No es importante entender un poema, sino experimentar alguna sensación, asociar, abrir lugares en el cuerpo. Pero cuando efectivamente no entendés, entender se vuelve una necesidad, unas ganas de ir un poco más allá de la sensación física, un deseo de acceder al núcleo del poema -el núcleo duro- del poema. Un poco lo que hace Fernanda en “El núcleo duro”, noveno poema del libro, y en varios más, es dejarse llevar por la marea de pensamientos y enhebrarlos hasta que terminan escritos en la hoja. Esbozar una idea, no desarrollarla, pasar a otra porque una palabra o un sonido o algo le hizo acordar a otra cosa, y así. Un poco como funciona nuestra cabeza. Por ejemplo: “ahora quizás lo peor seas vos/o cierta manera de quedarte callada/cuando colisionan tus perfiles/y no hay uno que sea verdadero/a veces necesito pronunciar mentalmente la palabra concha”. ¿Qué tiene que ver ese último verso con lo que venía antes? Los poemas son mentales, sí, muy mentales, conectan chispas que van formando un recorrido, como un mapa para leer un cerebro invadido por el rayo uraniano, que de repente irrumpe y logra emparejar la idea más trivial a la más genial. También hay sensaciones con más superficie, pero se convierten velozmente en ideas porque apenas son nombradas, y a veces hasta enumeradas con cierta displicencia. No todo es así, sin embargo, algunos poemas son más narrativos, cuentan una historia o una escena con texturas posible de tocar, de imaginar. Aparece el mar, la ciudad de Mar del Plata (siempre en invierno). Pero en algún momento algo se corta, te descoloca mal.

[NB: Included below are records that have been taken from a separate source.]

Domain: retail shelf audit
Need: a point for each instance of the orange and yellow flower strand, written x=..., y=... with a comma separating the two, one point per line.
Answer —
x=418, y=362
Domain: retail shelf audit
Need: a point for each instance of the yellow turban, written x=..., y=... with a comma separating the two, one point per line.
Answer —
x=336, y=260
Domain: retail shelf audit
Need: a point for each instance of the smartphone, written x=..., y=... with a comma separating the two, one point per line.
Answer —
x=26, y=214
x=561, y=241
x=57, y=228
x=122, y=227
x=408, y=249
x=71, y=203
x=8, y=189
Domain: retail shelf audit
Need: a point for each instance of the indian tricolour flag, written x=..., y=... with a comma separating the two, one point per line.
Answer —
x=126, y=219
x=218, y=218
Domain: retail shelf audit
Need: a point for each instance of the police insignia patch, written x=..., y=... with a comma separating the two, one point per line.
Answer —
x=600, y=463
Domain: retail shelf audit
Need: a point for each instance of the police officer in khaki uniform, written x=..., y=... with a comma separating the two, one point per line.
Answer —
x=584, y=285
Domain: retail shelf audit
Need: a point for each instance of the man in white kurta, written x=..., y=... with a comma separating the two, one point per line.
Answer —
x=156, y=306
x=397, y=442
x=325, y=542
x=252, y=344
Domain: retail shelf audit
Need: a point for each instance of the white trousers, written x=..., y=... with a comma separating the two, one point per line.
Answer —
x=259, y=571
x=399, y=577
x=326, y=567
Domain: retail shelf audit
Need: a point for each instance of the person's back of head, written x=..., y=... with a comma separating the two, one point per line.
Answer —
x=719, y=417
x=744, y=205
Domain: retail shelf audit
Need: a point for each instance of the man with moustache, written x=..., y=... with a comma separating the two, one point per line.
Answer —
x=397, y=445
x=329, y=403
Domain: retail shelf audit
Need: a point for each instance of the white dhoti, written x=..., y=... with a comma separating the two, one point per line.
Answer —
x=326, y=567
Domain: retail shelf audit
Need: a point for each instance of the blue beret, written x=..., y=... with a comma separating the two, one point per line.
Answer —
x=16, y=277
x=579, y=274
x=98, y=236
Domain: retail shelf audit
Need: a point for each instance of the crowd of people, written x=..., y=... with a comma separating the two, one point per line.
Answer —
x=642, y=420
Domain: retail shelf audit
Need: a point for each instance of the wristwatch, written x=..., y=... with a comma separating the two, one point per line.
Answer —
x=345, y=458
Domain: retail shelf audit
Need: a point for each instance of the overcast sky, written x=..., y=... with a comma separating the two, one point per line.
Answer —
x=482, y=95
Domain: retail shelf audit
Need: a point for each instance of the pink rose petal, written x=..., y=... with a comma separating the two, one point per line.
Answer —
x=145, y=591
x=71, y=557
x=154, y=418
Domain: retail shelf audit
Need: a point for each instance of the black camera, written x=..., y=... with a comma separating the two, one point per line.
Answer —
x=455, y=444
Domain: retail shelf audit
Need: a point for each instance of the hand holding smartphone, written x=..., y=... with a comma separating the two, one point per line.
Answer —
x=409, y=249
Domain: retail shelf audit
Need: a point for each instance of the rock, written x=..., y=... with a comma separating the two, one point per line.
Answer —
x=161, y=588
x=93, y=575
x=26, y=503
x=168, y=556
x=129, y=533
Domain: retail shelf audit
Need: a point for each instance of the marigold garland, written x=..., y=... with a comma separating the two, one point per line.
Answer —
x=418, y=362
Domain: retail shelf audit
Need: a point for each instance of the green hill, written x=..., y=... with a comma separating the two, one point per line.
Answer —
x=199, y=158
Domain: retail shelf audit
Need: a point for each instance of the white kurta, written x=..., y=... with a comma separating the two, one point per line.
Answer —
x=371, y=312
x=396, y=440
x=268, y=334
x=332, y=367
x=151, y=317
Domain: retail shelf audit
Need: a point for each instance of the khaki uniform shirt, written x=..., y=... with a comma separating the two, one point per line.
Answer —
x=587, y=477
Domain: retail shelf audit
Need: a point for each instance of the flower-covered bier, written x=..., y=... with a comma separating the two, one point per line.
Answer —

“Éramos muy difíciles pero no merecíamos/ lo que estaba pasando. En algunos momentos/ no querías decir más. Relajabas la boca/y nos comunicábamos como los animales/ domésticos-un ladrido al pasar y volver de inmediato/a nuestra vida armada en otra especie”. Hay ladridos en otros poemas también, como una forma de comunicarte, pero no, pero sí. Ahora que ya diseccioné un poco más estas páginas, veo que es recurrente el tema de querer decir vs. no poder decir. En esa distancia, supongo, se escriben los poemas.
Usé un montón de palabras pero me siento trabada, con todo el peso del cuerpo sobre el culo en el escalón, como imagino a la chica que cae de la escalera y no puede seguir hablando. Todo está dicho con un lenguaje entrecortado, serpenteante, como esa escalera, como las ideas que van y vienen y son rebeldes y no se atan al cuerpo, que temblequean como una gelatina en “el baile silencioso en tu cerebro”. Y hay aún más para decir sobre el libro, como que habla de la relación con las máquinas, con la madre, sobre las cosas que arrastramos de nuestros ancestros a los que nos unimos en un tejido inextricable, y cómo eso nos hacer ser quiénes somos y a su vez nos desdobla. En un intento de separarnos de nosotres y de nuestro pasado nos sacamos la cabeza, la llevamos a la playa, a pasear a Camet (sí, a ese nivel de absurdo llega todo, porque ojo: hay humor también). ¿Así se podrá? ¿Podremos separarnos definitivamente de nuestros pensamientos?